Technology

A Small Change That Could Make Our Phones So Much Better

Why do we still need to manually change our phone brightness?

Lisa Larson-Walker

I regularly try out new smartphones. Without fail, one of the first settings I switch off is auto-brightness. One of the last times I was driven to it, I was sitting on an airplane trying to read on my phone. Its screen oscillated between blinding my retinas and dimming to unreadably dark with seemingly no rhyme or reason. Maybe it was the turbulence. I dove into the settings, turned off auto-brightness, and adjusted manually from that point on.

Auto-brightness seems like it should be a fairly simple thing. When your phone detects it’s in a bright environment, it should turn up your screen’s brightness. If you’re checking your phone in the dark, your phone should turn that brightness way down. Somehow, it never seems to work that way—or at least that well.

Back in 2010, DisplayMate’s Dr. Raymond Soneira explained the main issue.
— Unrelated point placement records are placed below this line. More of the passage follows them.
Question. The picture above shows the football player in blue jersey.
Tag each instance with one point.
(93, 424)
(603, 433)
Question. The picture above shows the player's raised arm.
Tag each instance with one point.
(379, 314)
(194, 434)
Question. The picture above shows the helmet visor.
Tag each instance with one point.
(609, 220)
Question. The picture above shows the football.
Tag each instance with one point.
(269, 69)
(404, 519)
“Automatic Brightness on existing smartphones is close to functionally useless because the manufacturers have not made the effort required to develop, evaluate, and test the software and hardware so that they work properly and effectively,” Soneira told Tom’s Guide.

Seven years later, nearly every other aspect of smartphones is drastically better, but auto-brightness seems unchanged. In an August forum thread, a OnePlus phone owner asked if others liked the phone’s auto-brightness setting “in indoor conditions.” A chorus replied, “It sucks,” and that it’s typically far too dark for their liking. A similar thread exists for other smartphones, including the LG V20, with a number of users saying they’ve given up on the setting. And it’s not an Android-only dilemma. A number of iPhone owners running iOS 11 have also found the feature isn’t performing up to par. For many who don’t have issues, it’s still problematic: Turning off screen auto-brightness is one of the easiest (and often recommended) ways to save battery life.
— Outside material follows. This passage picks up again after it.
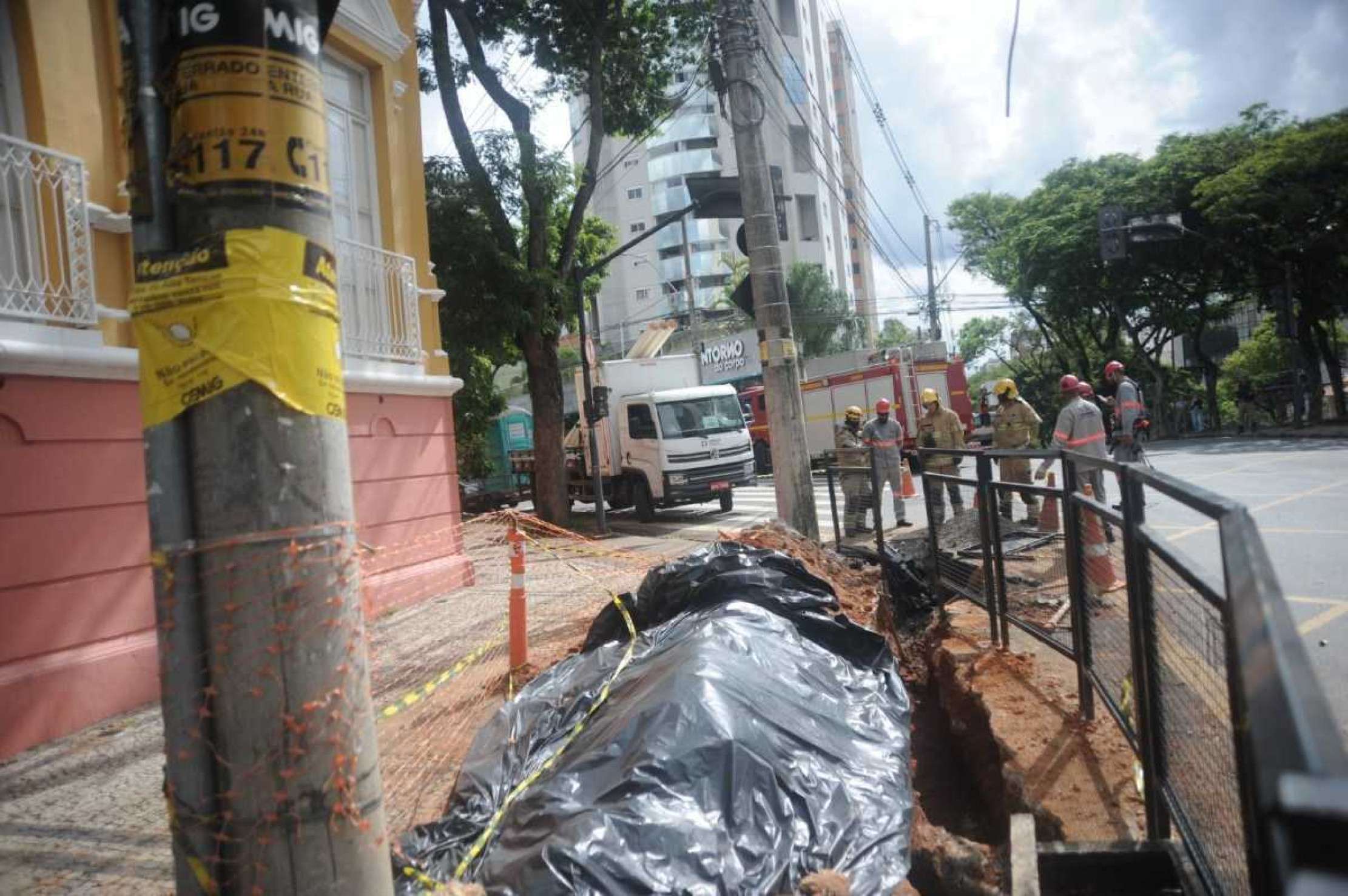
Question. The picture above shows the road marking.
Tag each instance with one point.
(1257, 508)
(1323, 619)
Auto-brightness has evolved—slightly. Beginning with the Android L in 2014, “adaptive brightness” made phone brightness adjustments at a less drastic rate. If you switch on adaptive brightness when your phone screen is set at 50 percent brightness, the screen will adjust in a range from roughly 40 to 70 percent. This mean adaptive brightness can adjust more quickly and more subtly than true, full auto-brightness, which would adjust your screen from nearly 0 percent bright to 100 percent. If you’re indoors most of the day, this works better than the auto-brightness of yore. However, it can still result in irritating screen-brightness oscillations, as my experience on the plane showed.

Some specific phones, such as the Galaxy S7, have also tried to tackle the issue. The S7 includes personalized automatic brightness control, a twist on auto-brightness that remembers your brightness preferences at different levels of ambient light. It’s one of the first major improvements we’ve seen for auto-brightness in close to a decade, and it still doesn’t work that well: Galaxy S7 owners are among the users who have also complained about their phone’s auto-brightness. Personalized automatic brightness control is clearly a step in the right direction when it comes to customizing on a user-by-user basis, but perhaps all ambient light levels aren’t created equal.

In phone makers’ quests to make our smartphones better, smarter, and more useful, this simple but important feature has been largely overlooked. Given Silicon Valley’s current quest to imbue every little thing with artificial intelligence, this seems like the perfect example of a feature that could actually use some A.I. Most modern smartphone-owning humans follow predictable schedules and patterns, at least Monday through Friday. It seems that an auto-brightness A.I. could learn from our manual brightness adjustments over the course of a few days or weeks. It could learn that I want the screen brightness all the way down during the first few moments of the morning after my alarm has gone off and midway bright once I’m at my desk working. If I leave my house, and the weather forecast is sunny, it should know that when I pull my phone out of my pocket, the brightness should be cranked all the way up. Conversely, if I’m walking to the bus at night, the brightness should not be.

I’m sure that it’s easier for me to expound on than it would be to technically achieve. Our phones, primarily through apps or assistants like Google Assistant, are only just beginning to learn and customize themselves to our behaviors and preferences. And there’s a lot to consider: your location, your behavior, the weather, the typical brightness in your home and office, and what to do if you go somewhere atypical. To date, the A.I. and machine learning that’s built into our phones is only used for a handful of things. It helps organize and categorize the photos on our camera rolls and learns from our texting habits to fuel autosuggestions and autocorrect. As facial recognition and augmented reality gain popularity, A.I. will fuel those applications too. Phones like the iPhone X even include a “neural engine” specifically designed for accelerating A.I. software. Adding some learning algorithms to our phones’ auto-brightness shouldn’t be that big of a stretch. And perhaps, in learning your auto-brightness preferences based on time of day, location, and what applications you have open, your phone could also fix other issues too—whether your camera should default to the rear-facing or selfie camera, for example, or what volume notifications and sounds should play.

Mending this issue won’t revolutionize your workflow. It would, however, reduce a tiny bit of frustration and friction from our everyday smartphone experiences. And in the end, that is what smartphone and app makers should be trying to accomplish.